Both functions and versioninfo() given below:

function pi_1()
    mysum = 0.0
    factor=1.0
    k=0
    
    for k=collect(0:N-1)
        factor = k % 2 == 0 ? 1.0 : -1.0
        mysum += factor/(1+(k+k))
    end
    4*mysum
end

function pi_2(nterms)
    mysum = 0.0
    factor=1.0
    k=0
    
    for k=collect(0:nterms-1)
        factor = k % 2 == 0 ? 1.0 : -1.0
        mysum += factor/(1+(k+k))
    end
    
    4*mysum
end
versioninfo()
Julia Version 1.10.8
Commit 4c16ff44be8 (2025-01-22 10:06 UTC)
Build Info:
  Official https://julialang.org/ release
Platform Info:
  OS: Linux (x86_64-linux-gnu)
  CPU: 12 × 12th Gen Intel(R) Core(TM) i5-1235U
  WORD_SIZE: 64
  LIBM: libopenlibm
  LLVM: libLLVM-15.0.7 (ORCJIT, alderlake)
Threads: 1 default, 0 interactive, 1 GC (on 12 virtual cores)

From what I understand, the global variable ‘N’ is read only once by collect() inside function pi_1(). What may cause this difference in memory behaviour ?

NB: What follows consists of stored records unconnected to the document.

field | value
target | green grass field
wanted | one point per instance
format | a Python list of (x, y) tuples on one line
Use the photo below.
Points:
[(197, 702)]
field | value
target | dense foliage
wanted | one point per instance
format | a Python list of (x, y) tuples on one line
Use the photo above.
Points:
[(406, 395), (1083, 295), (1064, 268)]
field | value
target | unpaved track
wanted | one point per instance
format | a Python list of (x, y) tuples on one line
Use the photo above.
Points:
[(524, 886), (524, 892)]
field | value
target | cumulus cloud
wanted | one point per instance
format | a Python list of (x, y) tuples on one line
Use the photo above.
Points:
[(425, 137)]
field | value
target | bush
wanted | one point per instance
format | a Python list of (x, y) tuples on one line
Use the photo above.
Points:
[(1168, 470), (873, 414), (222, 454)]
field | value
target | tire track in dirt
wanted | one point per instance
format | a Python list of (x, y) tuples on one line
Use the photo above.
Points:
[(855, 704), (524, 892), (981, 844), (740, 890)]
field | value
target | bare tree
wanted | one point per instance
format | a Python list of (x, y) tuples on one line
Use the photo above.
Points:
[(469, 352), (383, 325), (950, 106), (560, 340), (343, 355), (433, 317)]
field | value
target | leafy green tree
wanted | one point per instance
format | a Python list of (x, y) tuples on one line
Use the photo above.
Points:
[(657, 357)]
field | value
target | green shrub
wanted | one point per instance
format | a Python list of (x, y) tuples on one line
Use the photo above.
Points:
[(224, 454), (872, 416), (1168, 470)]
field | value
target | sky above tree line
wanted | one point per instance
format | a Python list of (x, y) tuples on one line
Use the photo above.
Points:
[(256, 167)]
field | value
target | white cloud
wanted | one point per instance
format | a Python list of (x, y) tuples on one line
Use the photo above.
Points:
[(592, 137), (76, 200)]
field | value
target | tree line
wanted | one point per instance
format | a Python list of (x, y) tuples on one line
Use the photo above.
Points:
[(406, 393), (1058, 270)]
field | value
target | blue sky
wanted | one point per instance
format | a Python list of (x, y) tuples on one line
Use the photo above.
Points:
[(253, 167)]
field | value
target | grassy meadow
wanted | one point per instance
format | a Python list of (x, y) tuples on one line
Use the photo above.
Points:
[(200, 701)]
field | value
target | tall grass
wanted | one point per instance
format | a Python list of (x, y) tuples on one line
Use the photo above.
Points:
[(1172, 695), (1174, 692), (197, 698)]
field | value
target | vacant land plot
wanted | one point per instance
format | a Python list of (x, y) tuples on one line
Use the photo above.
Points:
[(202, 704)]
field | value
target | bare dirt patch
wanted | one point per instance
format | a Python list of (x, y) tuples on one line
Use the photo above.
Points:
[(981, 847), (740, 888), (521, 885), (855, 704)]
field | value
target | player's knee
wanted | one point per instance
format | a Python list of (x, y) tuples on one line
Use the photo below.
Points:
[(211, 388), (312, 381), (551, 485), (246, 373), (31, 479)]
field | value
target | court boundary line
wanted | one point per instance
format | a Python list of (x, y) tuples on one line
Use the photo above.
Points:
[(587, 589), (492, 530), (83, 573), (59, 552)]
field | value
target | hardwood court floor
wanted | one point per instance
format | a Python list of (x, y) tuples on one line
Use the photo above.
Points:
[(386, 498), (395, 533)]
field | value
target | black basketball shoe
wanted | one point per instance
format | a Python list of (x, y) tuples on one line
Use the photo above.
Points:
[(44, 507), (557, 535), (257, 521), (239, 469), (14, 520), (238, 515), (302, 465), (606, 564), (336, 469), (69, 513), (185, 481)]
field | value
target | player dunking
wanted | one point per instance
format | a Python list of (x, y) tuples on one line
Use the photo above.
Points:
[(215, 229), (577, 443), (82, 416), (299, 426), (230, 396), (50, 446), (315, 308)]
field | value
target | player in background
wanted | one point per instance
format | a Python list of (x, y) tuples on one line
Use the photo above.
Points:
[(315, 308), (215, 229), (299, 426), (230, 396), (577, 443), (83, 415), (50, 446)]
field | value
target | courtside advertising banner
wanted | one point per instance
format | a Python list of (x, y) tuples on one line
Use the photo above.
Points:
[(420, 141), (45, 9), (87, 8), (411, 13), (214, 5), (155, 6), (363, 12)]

With N being a (non-const) global variable, the compiler can make no assumptions about what type it will be and it means that it must generate code defensively that can handle any type via indirections. What is worse is that this cascades; it doesn’t know what type 0:N-1 will be, neither what collect(0:N-1) will be and thus it doesn’t know what type k is inside the loop. As a consequence factor and mysum, as well as all subexpressions inside the loop must be compiled to something that can handle any types of values. This works and is resolved at runtime, but at the cost of time and memory, which is why you see so many allocations when type instabilities occur inside a hot loop.

4 Likes

While in this case you should just not use a global (and an untyped one, especially), one can limit these “instability cascades” using a function barrier.

In this case, the function barrier is as simple as defining another function pi_3() = pi_2(N). Even though N is an unknown global, the function dispatcher takes a look at it inside of pi_3 and calls pi_2 with the type of that global. pi_2, as always, is compiled for the specific type of N so does not have internal instability from accessing the global (though pi_3 still might not know what it returns and that instability would continue to propagate in pi_3 and possibly out its return type, so the global can still cause type instability at higher levels). This use of “dynamic dispatch” costs a little bit up front, but calling the outer function with an unknown type can be an improvement when it avoids a runtime dispatch in every expression of the inner function.